We already have precedents for regulating doctors to prevent inappropriate servicing in order to generate extra income. Doctors cannot sell prescription drugs. There are limits on doctors owning private hospitals to which they refer patients. These regulations exist because doctors are human and thus, as a group, need regulating to prevent, or at least reduce inappropriate behaviour.

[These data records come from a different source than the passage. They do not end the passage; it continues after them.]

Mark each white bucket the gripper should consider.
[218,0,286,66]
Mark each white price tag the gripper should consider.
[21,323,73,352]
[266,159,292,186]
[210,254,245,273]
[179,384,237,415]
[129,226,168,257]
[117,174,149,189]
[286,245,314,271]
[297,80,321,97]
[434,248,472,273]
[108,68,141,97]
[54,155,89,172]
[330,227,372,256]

The results of such overservicing for patients will be:

• Unnecessary services (including dangerous ones)
• Increased expense (there will often be a copayment)
• Decreased consultation times

The results for the community will be:

• Increased costs through taxes to fund the Medicare component of services
• Increased spending of private income on health services

The results for the government will be:

• Increased Medicare payments for unnecessary services
• A happy private health industry sector

Additional concerns include:

• the possibility (already realised with the current level of corporatised bulk billing clinics) of adverse patient selection wherein patients attend the clinics for simple problems but attend the non corporatised GP for the complicated problems
• the possibility of decreased choice for patients as the buying power of corporations leads to a concentration of GP services in such centres. The patient is left with the choice of the centre or travel well out of their area or visiting a non corporatised practice which is struggling because of adverse patient selection and undercapitalistion.

Possible Solutions:

• Decrease incentives for overservicing in centres
• No Medicare funding for services referred in-house from a GP employed or contracted by a company which also has a business interest in the provider of the referred service
• Ownership by doctors only (an interim measure only). May reduce the likelihood of several large players dominating the industry
• Fixed rent for facility and service, independent of throughput.
• Share register for all doctors working in the centre
• Capping of pathology, radiology, etc, and even GP consults on a time basis. Such capping would need to be centre specific however. The current capping system leads radiology and pathology to expand their copayments. This leads to the usual inequities such payments have previously been demonstrated to cause i.e. decreased use of service by the poor, no change in use by the rich.
• Decrease incentives for GPs to move into corporate centres e.g. lack of available GPs, increased administration, decline in remuneration, relative value study implementation especially with respect to longer consultations.
• Increase provider numbers

Concluding Comments

Having made the above points, I conclude that the problems outlined above would not arise to a significant extent without the fee-for-service funding system for providers of referred services (especially radiology, pathology but also procedural and other specialists).

Medical centres with different types of health service providers on site have many advantages. Funding these capital intensive entities by corporations whose main interest is profit, is a medically dangerous and economically wasteful exercise. The government has a responsibility to act to control this process.